Beto Guedes, que marcou gerações ao longo da sua carreira, com composições como ‘Lumiar’ e ‘Amor de Índio’, iniciou a sua trajetória artística em 1964, aos 12 anos, em Belo Horizonte, quando juntou-se aos vizinhos Márcio, Yé e Lô Borges, para formar o grupo ‘The Bevers’, com repertório dedicado grupo inglês ‘The Beatles’, quando o quarteto de Liverpool já era febre no mundo inteiro.

O artista mineiro, que celebra em seus shows temas como a paz, a natureza e o amor, volta a João Pessoa após apresentar-se em evento realizado na inauguração Praça do Caju, no Bairro do Bessa, ocorrido em 5 de agosto de 2007. O músico lançou em 2006 pela gravadora Sony Music, o DVD e o CD ‘Beto Guedes 50 anos’, gravados ao vivo no Teatro Francisco Nunes, em Belo Horizonte (MG), com a participação de convidados como Milton Nascimento, Jota Quest, Tony Garrido, Lô Borges e Tavinho Moura.

Em 1977, lançou o LP ‘A Página do Relâmpago Elétrico’, depois veio o ‘Amor de Índio’. O terceiro trabalho gravado foi ‘Sol de Primavera’, em 1980, e em 1984 veio o ‘Viagem das Mãos’. O álbum ‘Alma de Borracha’ foi lançado em 1986 e finalmente esse trabalho lhe rendeu um ‘disco de ouro’ e o reconhecimento no exterior. O Rio de Janeiro, cidade onde fez shows antológicos e sempre teve recepção calorosa do público, foi o local escolhido para a gravação de um disco ao vivo no final de 1987.

Ao todo, foram cinco anos longe dos estúdios. Em 1991, Beto Guedes voltou a gravar com o trabalho ‘Andaluz’, seu oitavo disco e último contrato com a EMI-Odeon. Um disco em que o uso de sintetizadores dava um chega pra lá em alguns instrumentos barrocos tão utilizados pelo compositor em trabalhos anteriores.

A Estação – A estrutura da Estação Ciência, Cultura e Artes, concentra mais de 8.571 metros quadrados de área construída e vai ocupar o núcleo da Zona Especial de Preservação – Parque do Cabo Branco.
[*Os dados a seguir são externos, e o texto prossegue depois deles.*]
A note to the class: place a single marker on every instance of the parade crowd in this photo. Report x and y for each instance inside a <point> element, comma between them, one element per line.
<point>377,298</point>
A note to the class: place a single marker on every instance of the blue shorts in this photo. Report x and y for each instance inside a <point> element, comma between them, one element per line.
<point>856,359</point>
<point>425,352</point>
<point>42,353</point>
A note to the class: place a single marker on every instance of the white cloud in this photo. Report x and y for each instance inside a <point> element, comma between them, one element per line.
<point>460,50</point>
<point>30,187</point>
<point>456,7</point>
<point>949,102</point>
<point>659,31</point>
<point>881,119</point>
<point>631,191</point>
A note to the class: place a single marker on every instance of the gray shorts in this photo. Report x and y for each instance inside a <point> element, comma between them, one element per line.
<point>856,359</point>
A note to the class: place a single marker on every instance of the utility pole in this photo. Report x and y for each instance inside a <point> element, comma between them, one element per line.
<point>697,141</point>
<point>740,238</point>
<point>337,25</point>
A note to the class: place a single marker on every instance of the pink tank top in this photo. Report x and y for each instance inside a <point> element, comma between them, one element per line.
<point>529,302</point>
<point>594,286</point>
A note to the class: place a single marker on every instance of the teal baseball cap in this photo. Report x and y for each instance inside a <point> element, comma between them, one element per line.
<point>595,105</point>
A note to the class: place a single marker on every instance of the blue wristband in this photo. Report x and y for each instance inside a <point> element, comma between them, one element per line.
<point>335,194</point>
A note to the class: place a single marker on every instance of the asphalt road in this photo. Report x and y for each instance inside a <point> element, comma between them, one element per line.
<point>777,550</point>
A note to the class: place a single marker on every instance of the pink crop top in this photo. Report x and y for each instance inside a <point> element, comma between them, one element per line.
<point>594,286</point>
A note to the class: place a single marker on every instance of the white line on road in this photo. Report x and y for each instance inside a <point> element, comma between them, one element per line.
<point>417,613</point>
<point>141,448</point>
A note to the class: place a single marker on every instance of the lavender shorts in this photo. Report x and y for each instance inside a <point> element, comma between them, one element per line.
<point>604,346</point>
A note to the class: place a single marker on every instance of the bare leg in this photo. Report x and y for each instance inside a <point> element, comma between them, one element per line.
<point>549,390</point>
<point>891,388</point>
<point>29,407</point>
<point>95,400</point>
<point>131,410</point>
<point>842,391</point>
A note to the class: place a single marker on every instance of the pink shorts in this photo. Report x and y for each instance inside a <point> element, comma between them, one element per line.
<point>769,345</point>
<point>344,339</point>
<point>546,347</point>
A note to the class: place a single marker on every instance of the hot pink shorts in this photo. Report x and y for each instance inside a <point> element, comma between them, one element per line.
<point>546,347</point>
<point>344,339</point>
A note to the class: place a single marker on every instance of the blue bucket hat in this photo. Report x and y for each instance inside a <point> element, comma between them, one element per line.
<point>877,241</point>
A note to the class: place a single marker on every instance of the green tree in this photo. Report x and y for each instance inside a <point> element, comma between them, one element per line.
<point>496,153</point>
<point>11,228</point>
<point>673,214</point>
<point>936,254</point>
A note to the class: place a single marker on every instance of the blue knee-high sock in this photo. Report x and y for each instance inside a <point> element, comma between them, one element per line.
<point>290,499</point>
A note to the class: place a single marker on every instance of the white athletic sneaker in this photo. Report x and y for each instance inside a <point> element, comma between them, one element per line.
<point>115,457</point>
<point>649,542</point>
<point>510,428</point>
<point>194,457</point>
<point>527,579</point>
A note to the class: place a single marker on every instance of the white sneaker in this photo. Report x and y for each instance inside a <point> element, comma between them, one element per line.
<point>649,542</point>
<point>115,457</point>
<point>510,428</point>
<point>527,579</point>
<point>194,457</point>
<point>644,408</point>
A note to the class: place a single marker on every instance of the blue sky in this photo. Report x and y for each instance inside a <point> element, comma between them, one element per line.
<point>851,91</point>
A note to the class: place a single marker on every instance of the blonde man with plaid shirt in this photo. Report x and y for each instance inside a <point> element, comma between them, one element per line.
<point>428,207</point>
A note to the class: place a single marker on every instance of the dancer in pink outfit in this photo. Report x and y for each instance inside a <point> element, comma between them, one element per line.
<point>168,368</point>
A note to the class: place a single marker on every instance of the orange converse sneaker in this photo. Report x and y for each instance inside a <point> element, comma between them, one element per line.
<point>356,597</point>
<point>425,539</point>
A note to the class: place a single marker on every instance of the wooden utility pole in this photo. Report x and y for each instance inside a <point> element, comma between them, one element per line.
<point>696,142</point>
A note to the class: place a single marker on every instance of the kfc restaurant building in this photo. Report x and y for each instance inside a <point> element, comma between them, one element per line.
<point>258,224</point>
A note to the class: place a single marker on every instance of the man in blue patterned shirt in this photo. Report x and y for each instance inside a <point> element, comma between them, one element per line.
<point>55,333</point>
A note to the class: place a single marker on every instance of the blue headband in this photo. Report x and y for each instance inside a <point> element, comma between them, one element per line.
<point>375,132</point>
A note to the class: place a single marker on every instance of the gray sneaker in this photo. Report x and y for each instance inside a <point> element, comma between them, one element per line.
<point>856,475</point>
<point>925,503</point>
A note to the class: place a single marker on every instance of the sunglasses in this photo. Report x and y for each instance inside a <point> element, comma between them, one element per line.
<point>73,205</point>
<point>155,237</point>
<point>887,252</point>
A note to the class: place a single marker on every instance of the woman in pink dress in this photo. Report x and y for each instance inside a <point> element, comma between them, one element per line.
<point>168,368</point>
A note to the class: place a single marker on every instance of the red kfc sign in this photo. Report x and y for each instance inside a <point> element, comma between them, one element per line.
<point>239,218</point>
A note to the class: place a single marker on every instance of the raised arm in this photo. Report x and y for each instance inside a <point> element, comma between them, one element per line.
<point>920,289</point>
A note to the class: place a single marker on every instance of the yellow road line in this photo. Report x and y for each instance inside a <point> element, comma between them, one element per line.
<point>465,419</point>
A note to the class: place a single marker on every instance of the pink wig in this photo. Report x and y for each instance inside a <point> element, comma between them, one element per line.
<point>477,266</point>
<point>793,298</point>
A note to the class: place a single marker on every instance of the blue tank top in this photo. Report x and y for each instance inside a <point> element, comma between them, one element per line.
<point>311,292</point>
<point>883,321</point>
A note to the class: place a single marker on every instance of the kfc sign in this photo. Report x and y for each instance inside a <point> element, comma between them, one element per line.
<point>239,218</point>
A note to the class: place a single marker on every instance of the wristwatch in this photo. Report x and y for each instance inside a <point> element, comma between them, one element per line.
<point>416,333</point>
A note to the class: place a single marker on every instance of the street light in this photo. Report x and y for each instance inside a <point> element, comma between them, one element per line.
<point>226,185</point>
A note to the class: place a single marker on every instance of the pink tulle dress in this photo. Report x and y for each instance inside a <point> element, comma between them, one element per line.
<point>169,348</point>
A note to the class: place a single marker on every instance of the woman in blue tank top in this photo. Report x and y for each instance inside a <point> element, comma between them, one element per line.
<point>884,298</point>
No entorno da extremidade mais oriental das Américas, o equipamento vai configurar-se no coração de uma área verde que ainda guarda resquícios de Mata Atlântica. A obra do Governo Municipal dispõe de uma estrutura funcional, sem desperdiçar o cenário natural do Cabo Branco que é considerado patrimônio geográfico, histórico e cultural pela população pessoense.